Per di più, entrano nella soglia Isee non solo i redditi ed il patrimonio proprio, ma anche quelli posseduti da tutti i componenti del nucleo familiare: così, lo stipendio del figlio che risulta ancora facente parte del nucleo può contribuire al superamento del limite patrimoniale. Insomma, superare la soglia Isee è molto semplice, anche per chi non possiede entrate.

 

 

Isee e pensione di reversibilità

È facile, allora, comprendere come mai il riordino delle prestazioni di assistenza, con l’ingresso delle pensioni ai superstiti (di reversibilità ed indiretta) nella categoria dei trattamenti assistenziali, possa determinare il taglio della maggior parte degli assegni. Una vedova potrebbe perdere la reversibilità anche se non possiede pensioni o stipendi, magari per il solo possesso di una casa, di un terreno, o di qualche risparmio in banca, nemmeno suoi ma di un familiare del nucleo.

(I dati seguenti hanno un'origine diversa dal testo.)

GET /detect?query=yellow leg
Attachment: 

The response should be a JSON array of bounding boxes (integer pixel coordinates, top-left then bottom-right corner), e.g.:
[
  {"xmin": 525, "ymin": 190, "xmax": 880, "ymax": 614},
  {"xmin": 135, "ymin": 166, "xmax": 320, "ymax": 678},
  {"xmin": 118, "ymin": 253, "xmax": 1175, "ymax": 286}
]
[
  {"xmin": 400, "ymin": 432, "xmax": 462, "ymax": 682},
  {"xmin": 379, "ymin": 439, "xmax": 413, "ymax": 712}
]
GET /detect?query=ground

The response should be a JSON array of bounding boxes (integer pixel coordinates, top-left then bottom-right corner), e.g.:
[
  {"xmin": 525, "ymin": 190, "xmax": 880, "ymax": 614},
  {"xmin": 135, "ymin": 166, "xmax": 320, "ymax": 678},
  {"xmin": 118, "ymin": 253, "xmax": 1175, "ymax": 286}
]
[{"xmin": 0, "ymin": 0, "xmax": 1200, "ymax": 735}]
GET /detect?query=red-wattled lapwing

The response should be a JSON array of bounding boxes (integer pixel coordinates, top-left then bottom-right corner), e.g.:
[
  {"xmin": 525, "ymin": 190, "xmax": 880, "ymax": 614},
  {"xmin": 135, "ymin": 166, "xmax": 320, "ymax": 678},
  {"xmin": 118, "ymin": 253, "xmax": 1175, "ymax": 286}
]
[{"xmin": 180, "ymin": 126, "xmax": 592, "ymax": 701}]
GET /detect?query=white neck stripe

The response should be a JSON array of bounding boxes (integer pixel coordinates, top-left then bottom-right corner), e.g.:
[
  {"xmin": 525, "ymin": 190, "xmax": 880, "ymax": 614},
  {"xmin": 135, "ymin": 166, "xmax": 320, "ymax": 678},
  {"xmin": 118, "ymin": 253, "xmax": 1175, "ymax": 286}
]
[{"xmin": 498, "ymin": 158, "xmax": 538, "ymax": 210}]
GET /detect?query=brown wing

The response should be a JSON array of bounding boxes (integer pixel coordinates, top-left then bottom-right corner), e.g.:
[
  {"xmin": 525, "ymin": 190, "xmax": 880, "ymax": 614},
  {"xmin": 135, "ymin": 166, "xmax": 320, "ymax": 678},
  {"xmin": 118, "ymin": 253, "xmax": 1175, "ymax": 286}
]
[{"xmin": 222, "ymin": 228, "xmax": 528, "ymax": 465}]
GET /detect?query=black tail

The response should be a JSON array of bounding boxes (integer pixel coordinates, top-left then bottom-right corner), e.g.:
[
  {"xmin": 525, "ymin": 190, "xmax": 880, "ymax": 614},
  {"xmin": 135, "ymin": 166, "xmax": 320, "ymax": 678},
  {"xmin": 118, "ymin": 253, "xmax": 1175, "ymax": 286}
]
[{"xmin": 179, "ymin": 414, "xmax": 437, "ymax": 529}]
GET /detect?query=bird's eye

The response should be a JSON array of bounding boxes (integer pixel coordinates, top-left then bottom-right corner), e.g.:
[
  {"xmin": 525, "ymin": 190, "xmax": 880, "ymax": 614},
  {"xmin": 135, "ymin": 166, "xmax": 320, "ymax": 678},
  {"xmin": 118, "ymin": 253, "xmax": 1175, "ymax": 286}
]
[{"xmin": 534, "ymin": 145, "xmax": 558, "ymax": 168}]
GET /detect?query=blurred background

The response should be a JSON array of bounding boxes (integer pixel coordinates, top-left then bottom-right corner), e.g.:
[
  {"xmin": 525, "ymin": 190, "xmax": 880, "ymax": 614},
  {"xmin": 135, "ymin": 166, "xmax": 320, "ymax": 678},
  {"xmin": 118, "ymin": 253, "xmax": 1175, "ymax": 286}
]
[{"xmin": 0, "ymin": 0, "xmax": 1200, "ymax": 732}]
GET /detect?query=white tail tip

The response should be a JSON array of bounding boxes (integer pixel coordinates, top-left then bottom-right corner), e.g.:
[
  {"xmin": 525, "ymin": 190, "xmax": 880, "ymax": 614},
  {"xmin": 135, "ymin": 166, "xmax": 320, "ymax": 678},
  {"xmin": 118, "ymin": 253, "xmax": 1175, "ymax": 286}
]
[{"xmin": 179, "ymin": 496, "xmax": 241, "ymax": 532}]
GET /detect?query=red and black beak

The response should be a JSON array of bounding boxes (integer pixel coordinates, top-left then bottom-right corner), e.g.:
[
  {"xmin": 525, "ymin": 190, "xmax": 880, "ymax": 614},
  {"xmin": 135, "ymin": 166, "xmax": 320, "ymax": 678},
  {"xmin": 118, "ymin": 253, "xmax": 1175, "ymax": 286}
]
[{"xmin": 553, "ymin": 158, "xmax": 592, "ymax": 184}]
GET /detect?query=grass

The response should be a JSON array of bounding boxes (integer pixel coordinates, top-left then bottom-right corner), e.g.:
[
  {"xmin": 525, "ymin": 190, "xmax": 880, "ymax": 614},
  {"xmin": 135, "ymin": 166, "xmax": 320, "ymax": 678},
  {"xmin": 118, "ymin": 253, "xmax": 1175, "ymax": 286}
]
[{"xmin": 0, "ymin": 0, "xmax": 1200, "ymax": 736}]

Peraltro, è molto discutibile l’ingresso della pensione ai superstiti tra le prestazioni di assistenza: si tratta infatti di una pensione ottenuta non dai fondi pubblici, ma dai contributi versati dal lavoratore o dal pensionato deceduto. Contributi basati sul lavoro del dante causa e certamente non regalati dallo Stato.

 

 

Isee: le altre prestazioni a rischio taglio

Non solo, poi, la pensione la pensione ai superstiti, ma molti altri trattamenti assistenziali rischierebbero il taglio, con l’introduzione dell’universalismo selettivo: ad esempio l’assegno sociale, che è attualmente subordinato ad un limite di reddito e non alla soglia Isee. Ancora, rischierebbero gli assegni al nucleo familiare, gli adeguamenti al minimo, le cosiddette quattordicesime e tutti i trattamenti integrativi delle pensioni in generale.Più che un riordino, un taglio radicale delle misure di welfare.

 

Non c’è ancora niente di definitivo, è vero: ma il fatto che l’universalismo selettivo non sia stato cancellato, ma per di più sia stato inserito nel Def, non lascia presagire nulla di positivo. Si spera in maggiore chiarezza ed in un riordino delle prestazioni che tenga conto dell’effettivo reddito dei beneficiari, non del patrimonio improduttivo.